Consider an index $i\in[d]$. Since $$ D_{ii} \le \sum_j (L_n)_{ij}^2 D_{jj} \to^P E_{ii} $$ we obtain $E_{ii}=0\Rightarrow D_{ii}=0$. Since we assume $P(\|T_n\|_{op}\le b)=1$, and $L_n,T_n$ both have 1's on the diagonal, $P(\|L_n\|_{op} + \|L_n^{-1}\|_{op} \le B)=1$ for some constant $B>0$ depending only on $b$ and the dimension $d$. Thus from $L_nDL_n^T= E + o_P(1)$ we obtain $D= L_n^{-1} E (L_n^{-1} )^T + o_P(1)$ and $$ E_{ii} \le \sum_j (L_n^{-1})_{ij}^2 E_{jj} \to^P D_{ii} $$ so $D_{ii}=0\Rightarrow E_{ii}=0$. This proves that $D_{ii}=0$ if and only if $E_{ii}=0$, that is, there exists a subset $I\subset[d]$ with $I=\{i\in[d]: D_{ii}\ne 0\}$ and $I=\{i\in[d]: E_{ii}\ne 0\}$.

It will be useful to restrict our matrices to rows or columns in $I$. To this end, consider the matrix $Q\in R^{[d]\times |I|}$ obtained from the identity $I_d$ and dropping the columns not indexed in $I$. Let also $\bar E = Q^T E Q$ and $\bar D = Q^T D Q$ be the smaller diagonal matrices, now with only nonzero positive entries. By the continuous mapping theorem, $$ (I_d- QQ^T)\zeta_n \to^d N(0_d, (I_d- QQ^T)D(I_d- QQ^T)) = N(0_d, 0_{d\times d}) $$ so $(I_d- QQ^T)\zeta_n\to^P 0_d$ in probability. Similarly, $$ Q^T \zeta_n \to^d N(0_{|I|}, Q^TDQ) = N(0_{|I|}, \bar D). $$ We have $Q^TL_nQ \bar D Q^TL_nQ = Q^TL_nDL_n^TQ \to^P Q^T E Q=\bar E$ so that $Q^TL_nQ\sqrt{\bar D} (Q^TL_nQ\sqrt{\bar D})^T \to^P \bar E$. By unicity and continuity of the Cholesky factor for positive definite matrices, the continuous mapping theorem gives $Q^TL_nQ\sqrt{\bar D} \to^P \sqrt{\bar E}$ or $$Q^TL_nQ \to^P \sqrt{\bar E \bar D^{-1}}$$ (here, $\bar E,\bar D$ are positive diagonal matrices that commute).

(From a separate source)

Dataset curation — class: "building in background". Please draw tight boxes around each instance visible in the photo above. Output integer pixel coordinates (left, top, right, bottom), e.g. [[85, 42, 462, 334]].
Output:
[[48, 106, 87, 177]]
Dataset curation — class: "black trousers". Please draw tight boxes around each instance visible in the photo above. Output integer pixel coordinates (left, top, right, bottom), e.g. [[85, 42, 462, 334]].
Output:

Now we come back to the object of interest, $L_n \zeta_n$, first restrict to indices in $I$: \begin{align*} Q^T L_n \zeta_n &= Q^T L_n (I_d-QQ^T)\zeta_n + (Q^T L_nQ) Q^T\zeta_n \\&= o_P(1) + (Q^T L_nQ) Q^T\zeta_n \end{align*} and $(Q^T L_nQ) Q^T\zeta_n \to^d N(0,\bar E)$, so that by Slutsky's theorem we obtain the desired limit for $e_i^T L_n\zeta_n$ on the components $i\in I$ (here, $e_i$ is the $i$th-canonical vector).

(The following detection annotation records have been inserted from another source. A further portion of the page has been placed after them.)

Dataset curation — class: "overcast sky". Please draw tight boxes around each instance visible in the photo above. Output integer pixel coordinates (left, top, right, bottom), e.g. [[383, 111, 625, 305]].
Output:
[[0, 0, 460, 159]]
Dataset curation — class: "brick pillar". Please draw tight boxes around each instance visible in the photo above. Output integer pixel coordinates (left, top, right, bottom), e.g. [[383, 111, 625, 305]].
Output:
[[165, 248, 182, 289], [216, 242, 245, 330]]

It remains to prove that the limit is 0 on the components $i\in[d]\setminus I$. Using again $L_n D L_n^T \to^P E$ restricted to a diagonal entry $i\notin I$, for any $j\in I$ we get $$ (L_n)_{ij}^2 D_{jj} \le \sum_{j} (L_n)_{ij}^2 D_{jj} = e_i^T L_n D L_n^T e_i \to^P E_{ii}=0 $$ so that $(L_n)_{ij}\to^P 0$ for any indices $j\in I$ and $i\notin I$ thanks to $D_{jj}>0$. Hence \begin{align*} e_i^T L_n \zeta_n &= e_i^T L_n (I_d-QQ^T)\zeta_n + e_i^T L_n Q Q^T\zeta_n \\&= o_P(1) + o_P(1) \end{align*} thanks to $e_i^T L_n QQ^T = \sum_{j\in I} (L_n)_{ij} e_j^T$. We have proved that $L_n\zeta_n\to^d N(0, E)$ and $T_nZ_n\to^d N(0,C)$ if we multiply again by $K^{-1}$ to come back to the initial non-diagonal psd matrices $S$ and $C$.